26/11/1912, de Jung para Freud
“Estou contente por termos podido nos encontrar em Munique, já que foi a primeira vez que realmente compreendi o senhor. Entendi o quanto sou diferente do senhor. Essa compreensão será o bastante para efetuar uma mudança radical em toda a minha atitude. Agora o senhor pode ficar seguro de que não desistirei do nosso relacionamento pessoal. Por favor, perdoe os erros, que não tentarei justificar ou atenuar. Espero que a compreensão que finalmente obtive guie a minha conduta a partir de agora. Estou bastante aflito por não tê-lo conseguido muito antes. Poderia ter-lhe poupado muitas decepções.”

29/11/1912, de Freud para Jung
“Creia-me, não foi fácil para mim moderar as exigências em relação ao senhor; mas, uma vez que consegui fazê-lo, o giro na outra direção não foi severo demais e, para mim, o nosso relacionamento conservará sempre um eco da intimidade passada. Creio que teremos que guardar um suprimento adicional de benevolência um para com o outro, porque é fácil ver que haverá controvérsias entre nós, e um sempre achará irritante quando a outra parte insistir em ter uma opinião própria.”

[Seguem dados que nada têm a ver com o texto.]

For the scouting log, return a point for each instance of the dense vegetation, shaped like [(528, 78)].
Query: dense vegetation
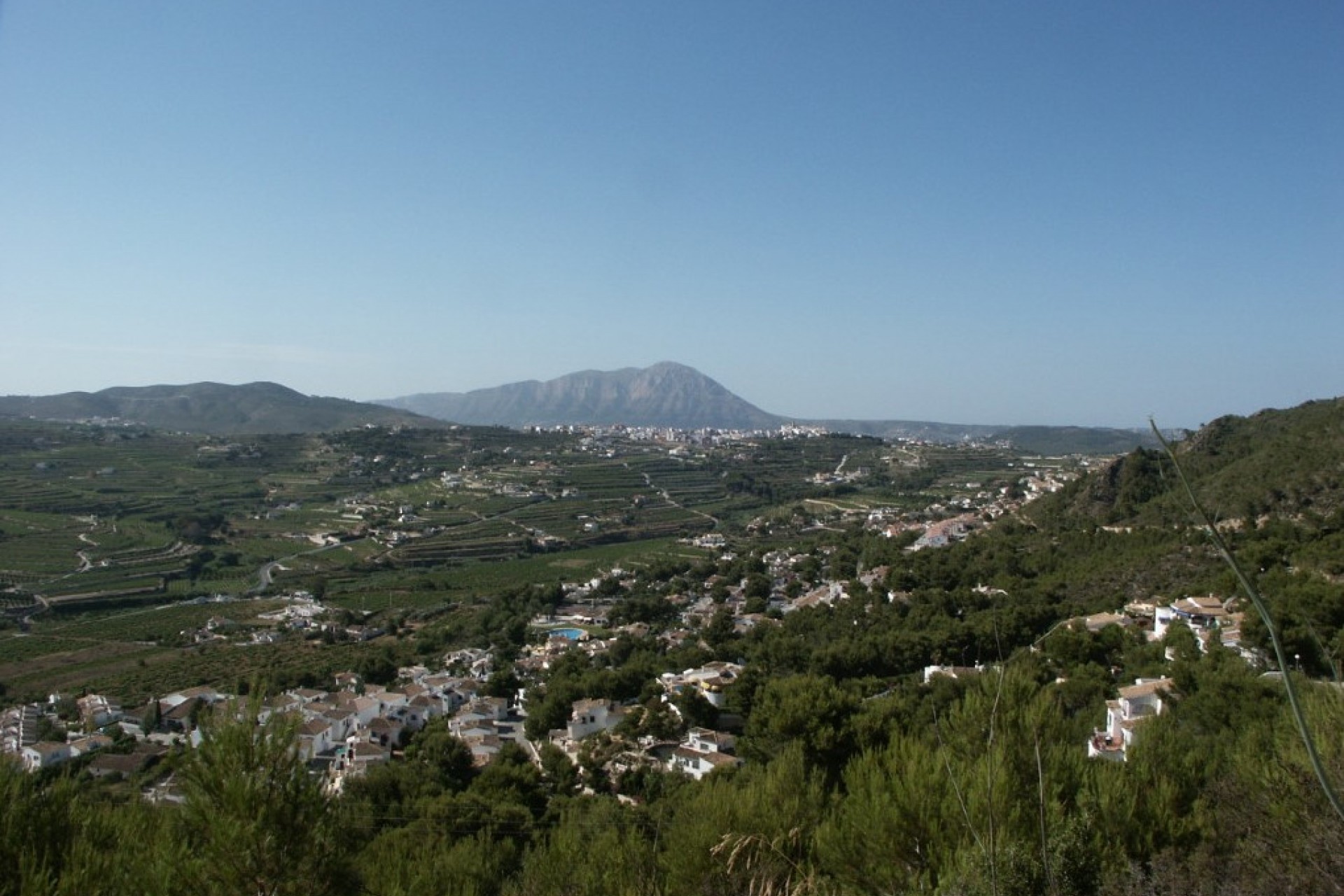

5/12/1912, de Freud para Jung
“O senhor não deve temer que eu ache impróprio o seu ‘novo estilo’. Considero que nas relações entre analistas, como na própria análise, toda forma de franqueza é permissível.”

18/12/1912, de Jung para Freud
“Posso dizer-lhe algumas palavras a sério? (...) Se o senhor se livrasse completamente dos seus complexos e parasse de bancar o pai para os seus filhos e, ao invés de visar continuamente os pontos fracos destes, examinasse bem a si próprio, para variar, eu então me corrigiria e erradicaria de um só golpe o vício de hesitar em relação ao senhor.”

03/01/1912, de Freud para Jung
“É uma convenção entre nós, analistas, a de que nenhum de nós precisa sentir-se envergonhado por sua própria dose de neurose. Mas alguém que, enquanto se comporta anormalmente, fica gritando que é normal dá ensejo à suspeita de que lhe falta compreensão de sua doença. Portanto, proponho que abandonemos inteiramente as nossas relações pessoais. Não perderei nada com isso, pois o meu único laço emocional com o senhor tem sido há muito um fio delgado – efeito tardio de decepções passadas – e o senhor tem tudo a ganhar, em vista da observação que fez recentemente em Munique, de que um relacionamento íntimo com um homem inibia a sua liberdade científica. Digo-lhe, portanto: tome a sua plena liberdade e poupe-me das suas supostas ‘provas de amizade’.”

06/01/1913, de Jung para Freud
“Acedo ao seu desejo de que abandonemos as nossas relações pessoais, pois eu nunca forcei amizade com ninguém. O senhor mesmo é o melhor juiz daquilo que este momento significa para o senhor. ‘O resto é silêncio’.”